B…, casado, residente na Rua …, n.º ., freguesia de …, Vila Nova de Famalicão, instaurou processo especial de inquérito judicial contra: 1. C…, LDA, com sede na …, n.º …, ….-… freguesia de …, Vila Nova de Famalicão; 2. D…, casado, residente na Rua …, n.º .., r/c, ….-… Braga; 3. E…, casado, residente na …, n.º …, ….-…, na referida freguesia de …; e 4. F…, casado, residente na Rua …, nº .., ….-… …, Vila Nova de Famalicão.

Alega, aqui em síntese, que a 1ª R. é uma sociedade comercial que se dedica à indústria e comércio de máquinas, com o capital social de € 105.000,00 na qual todos os sócios foram nomeados gerentes no contrato de sociedade, apesar de se obrigar suficientemente com a intervenção de dois deles.

Após vicissitudes ligadas à cedência de quotas, o capital social está actualmente distribuído por oito quotas, quatro delas no valor unitário de € 15.000,00, igualmente distribuídas pelo A., 2º, 3º e 4º R.R., sendo cada um dos dois últimos R.R. ainda titulares de uma quota no valor de € 7.500,00.

Aproveitando a desnecessidade da intervenção do autor, os 2º, 3º e 4º R.R. levam a cabo toda gestão da sociedade sem lhe dar qualquer informação, sem prestarem contas e sem lhe permitir qualquer intervenção activa nos negócios da sociedade, deixando-o numa posição em que não tem contactos com clientes ou fornecedores, não tem acesso à facturação ou qualquer elemento contabilístico e não tem acesso a contas bancárias, seus extractos ou movimentos, tratando-o como um trabalhador da empresa ao qual até já enviaram uma carta de despedimento. Além disso, estão a delapidar o património social desde há vários anos lesando também, com gravidade, o património do A.

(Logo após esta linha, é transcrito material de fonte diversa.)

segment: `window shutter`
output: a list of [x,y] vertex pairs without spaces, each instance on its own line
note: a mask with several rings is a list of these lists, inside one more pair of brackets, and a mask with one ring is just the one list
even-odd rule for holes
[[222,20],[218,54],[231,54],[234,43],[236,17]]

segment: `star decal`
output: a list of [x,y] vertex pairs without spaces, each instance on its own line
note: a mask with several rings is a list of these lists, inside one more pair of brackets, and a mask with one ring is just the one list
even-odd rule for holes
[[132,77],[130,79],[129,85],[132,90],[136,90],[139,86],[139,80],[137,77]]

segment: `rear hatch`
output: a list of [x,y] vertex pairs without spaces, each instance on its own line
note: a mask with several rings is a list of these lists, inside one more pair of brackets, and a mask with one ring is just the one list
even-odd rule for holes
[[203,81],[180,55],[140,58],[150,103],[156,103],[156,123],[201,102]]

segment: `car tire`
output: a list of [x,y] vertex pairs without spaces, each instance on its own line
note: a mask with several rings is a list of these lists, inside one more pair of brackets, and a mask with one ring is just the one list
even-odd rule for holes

Com vista a aumentarem a sua remuneração sem alterarem a do A., os 2º, 3º e 4º R.R. deliberaram, por duas vezes consecutivas, em assembleia geral realizada no dia 21.5.2007 e em 31.3.2010, em atribuir a si mesmos gratificações, com o argumento de que se empenham mais na sociedade do que o A., o que não corresponde à realidade. Aumentaram assim a sua retribuição em detrimento da remuneração do A. não obstante a sua falta de acordo, também com prejuízo para a sociedade.

O 2º R. renunciou à gerência em 1.3.2010 e são agora gerentes apenas o A. e os 3º e 4º R.R., detentores da maioria do capital.

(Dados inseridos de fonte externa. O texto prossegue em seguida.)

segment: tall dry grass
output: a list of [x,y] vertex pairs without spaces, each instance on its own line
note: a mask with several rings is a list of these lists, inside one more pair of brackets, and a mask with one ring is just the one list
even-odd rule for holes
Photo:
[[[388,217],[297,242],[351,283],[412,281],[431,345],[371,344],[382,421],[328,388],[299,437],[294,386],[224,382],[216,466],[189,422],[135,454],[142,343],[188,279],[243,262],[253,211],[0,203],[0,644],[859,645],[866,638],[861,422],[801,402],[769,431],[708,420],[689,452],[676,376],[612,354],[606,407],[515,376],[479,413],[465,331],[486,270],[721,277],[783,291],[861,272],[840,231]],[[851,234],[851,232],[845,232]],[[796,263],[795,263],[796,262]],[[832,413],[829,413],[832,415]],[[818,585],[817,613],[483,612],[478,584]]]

Alegando ainda que o direito à informação é um direito fundamental dos sócios, invoca o seu direito à obtenção, pelos gerentes, da informação verdadeira, completa e elucidativas sobre a gestão da sociedade, facultando-lhe também a consulta da respectiva escrituração, livros e documentos, destinando-se ainda o inquérito judicial a obter a redução, por via judicial, das remunerações dos 2º, 3º e 4º R.R.

Para tanto formulou o seguinte pedido, ipsis verbis: «Nestes termos e nos mais de direito que V. Ex.a mui doutamente suprirá, deverá o presente processo seguir os seus termos, conforme disposto nos art°s 1479° e segs. CPC, para serem efectuadas as diligências pertinentes à averiguação dos factos alegados.

Mais requer que, nos termos do disposto no art. 255° do Código das Sociedades Comerciais, que as gratificações referidas nos anteriores artigos 25° a 29° atribuídas aos segundo, terceiro e quarto réus, sejam consideradas remunerações variáveis, e que em consequência seja reduzida e fixada no valor máximo de 1.600,00 € a remuneração de cada gerente, devendo ainda os segundo, terceiro e quatro réus restituírem à primeira ré a quantia de (9.600,00 € x 2) 19.200,00 € correspondente aos montantes das gratificações que receberam indevidamente.» Citados, todos os R.R. contestaram a acção, em peça única, considerando que o A. não alegou factos concretos justificativos e adequados à sua pretensão e ao processo utilizado, designadamente que alguma vez lhe tivesse sido negada informação solicitada ou que esta fosse falsa, incompleta ou não elucidativa. Tem, aliás, acesso a todas as informações da sociedade e é regularmente convocado para todas as assembleias gerais da sociedade, entre elas de aprovação de contas e deu voto de aprovação das contas de exercício de 2006, 2007, 2008 e 2009.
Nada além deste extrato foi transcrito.